Horowitz made many recordings, starting in 1928 upon his arrival in the United States and ending right before his death in 1989. His early recordings were made for EMI, the most notable of which is his 1930 recording of Rachmaninoff's Piano Concerto No. 3 with Albert Coates and the London Symphony Orchestra, the first known recording of that piece. In the 1940s and 1950s, Horowitz recorded for RCA Victor. During this period, he made his first recording of the Tchaikovsky Piano Concerto No. 1. After 1953, when Horowitz went into retirement, he made a number of acclaimed recordings at home, including discs of Alexander Scriabin and Muzio Clementi.
In 1962, Horowitz began recording for Columbia Records, and it is these recording which are his most famous. The most famous among them is his 1965 return concert at Carnegie Hall and his 1968 performance from his television special, Horowitz on TV, featuring Scriabin's D# minor Etude, Op.8, No.12 and Horowitz's own Variations on a Theme from Bizet's Carmen, the most famous of his piano transcriptions along with the Stars and Stripes Forever. From 1965 until 1982, all of Horowitz's recordings were done live.
After another brief retirement from 1982 until 1985, Horowitz returned to recording and occasional concertizing. In 1986, Horowitz made a return to the Soviet Union to give a series of concerts in Moscow and Leningrad. In the new atmosphere of communication and understanding between the USSR and the USA, these concerts were seen as events of some political, as well as musical, significance. The concert was recorded and released, entitled "Horowitz in Moscow".
Horowitz died in New York of a heart attack. He was buried in the Toscanini family tomb in Cimitero Monumentale, Milan, Italy.

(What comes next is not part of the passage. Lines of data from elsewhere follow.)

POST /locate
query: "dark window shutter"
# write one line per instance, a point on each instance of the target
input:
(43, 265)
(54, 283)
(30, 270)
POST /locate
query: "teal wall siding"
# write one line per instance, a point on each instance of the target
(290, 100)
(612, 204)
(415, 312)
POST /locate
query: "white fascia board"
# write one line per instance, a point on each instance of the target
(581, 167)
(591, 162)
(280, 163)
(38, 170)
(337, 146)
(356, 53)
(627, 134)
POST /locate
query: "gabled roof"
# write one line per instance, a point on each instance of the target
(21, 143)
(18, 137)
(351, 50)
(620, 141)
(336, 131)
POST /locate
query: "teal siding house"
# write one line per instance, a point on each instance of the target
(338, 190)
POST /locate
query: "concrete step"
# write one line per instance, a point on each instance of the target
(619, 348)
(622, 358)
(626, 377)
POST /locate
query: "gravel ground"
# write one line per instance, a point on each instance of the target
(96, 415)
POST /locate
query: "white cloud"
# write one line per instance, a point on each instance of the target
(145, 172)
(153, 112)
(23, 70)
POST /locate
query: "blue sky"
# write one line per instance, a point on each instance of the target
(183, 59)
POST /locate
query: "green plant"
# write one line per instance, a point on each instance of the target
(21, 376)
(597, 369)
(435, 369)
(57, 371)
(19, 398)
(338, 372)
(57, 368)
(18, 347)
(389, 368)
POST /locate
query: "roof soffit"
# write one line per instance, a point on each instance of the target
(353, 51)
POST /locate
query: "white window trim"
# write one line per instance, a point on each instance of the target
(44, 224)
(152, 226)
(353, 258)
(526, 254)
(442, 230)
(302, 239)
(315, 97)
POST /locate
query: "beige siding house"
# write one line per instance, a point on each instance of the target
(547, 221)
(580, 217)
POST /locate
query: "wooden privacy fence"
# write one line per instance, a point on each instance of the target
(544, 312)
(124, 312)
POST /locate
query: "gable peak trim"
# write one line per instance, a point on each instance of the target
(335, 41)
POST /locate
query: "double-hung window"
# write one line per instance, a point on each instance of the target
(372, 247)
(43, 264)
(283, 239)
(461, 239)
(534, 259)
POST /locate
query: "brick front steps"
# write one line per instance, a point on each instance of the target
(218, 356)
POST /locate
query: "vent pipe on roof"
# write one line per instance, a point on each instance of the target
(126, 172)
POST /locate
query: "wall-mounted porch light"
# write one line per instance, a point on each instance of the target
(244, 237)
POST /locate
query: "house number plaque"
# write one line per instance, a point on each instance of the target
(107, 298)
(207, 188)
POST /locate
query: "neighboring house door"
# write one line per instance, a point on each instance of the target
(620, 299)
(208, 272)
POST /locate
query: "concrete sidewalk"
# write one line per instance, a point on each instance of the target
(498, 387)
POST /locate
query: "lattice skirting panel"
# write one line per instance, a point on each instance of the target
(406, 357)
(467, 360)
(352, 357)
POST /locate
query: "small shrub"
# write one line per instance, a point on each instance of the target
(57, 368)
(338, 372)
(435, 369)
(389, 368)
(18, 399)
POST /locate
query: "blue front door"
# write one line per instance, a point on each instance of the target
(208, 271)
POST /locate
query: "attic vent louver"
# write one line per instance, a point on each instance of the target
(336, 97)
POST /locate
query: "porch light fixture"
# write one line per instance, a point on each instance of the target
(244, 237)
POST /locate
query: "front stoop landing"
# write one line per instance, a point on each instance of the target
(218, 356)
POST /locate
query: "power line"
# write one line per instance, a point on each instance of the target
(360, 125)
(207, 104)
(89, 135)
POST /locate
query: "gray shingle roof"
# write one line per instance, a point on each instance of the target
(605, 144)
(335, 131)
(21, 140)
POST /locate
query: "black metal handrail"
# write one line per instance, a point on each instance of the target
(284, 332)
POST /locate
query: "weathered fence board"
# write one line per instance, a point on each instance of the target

His body was rumored to have been buried along with a book Hanon's piano excercises, because according to Horowitz, "I never want to do anything without warming up; that includes dying."
Horowitz is best known for his performances of the romantic repertoire, with his six recordings of Rachmaninoff's Piano Concerto No. 3 and Franz Liszt's Hungarian Rhapsodies being particularly highly acclaimed. Other well-known recordings include works by Schumann, Scriabin, Chopin and Schubert. He was sometimes accused of self indulgence in his performances, but his extravagances were always well received by his audiences. He had an unusual technique, playing with very straight fingers. He did much to champion contemporary Russian music, giving the American premieres of Sergei Prokofiev's 6th, 7th and 8th piano sonatas.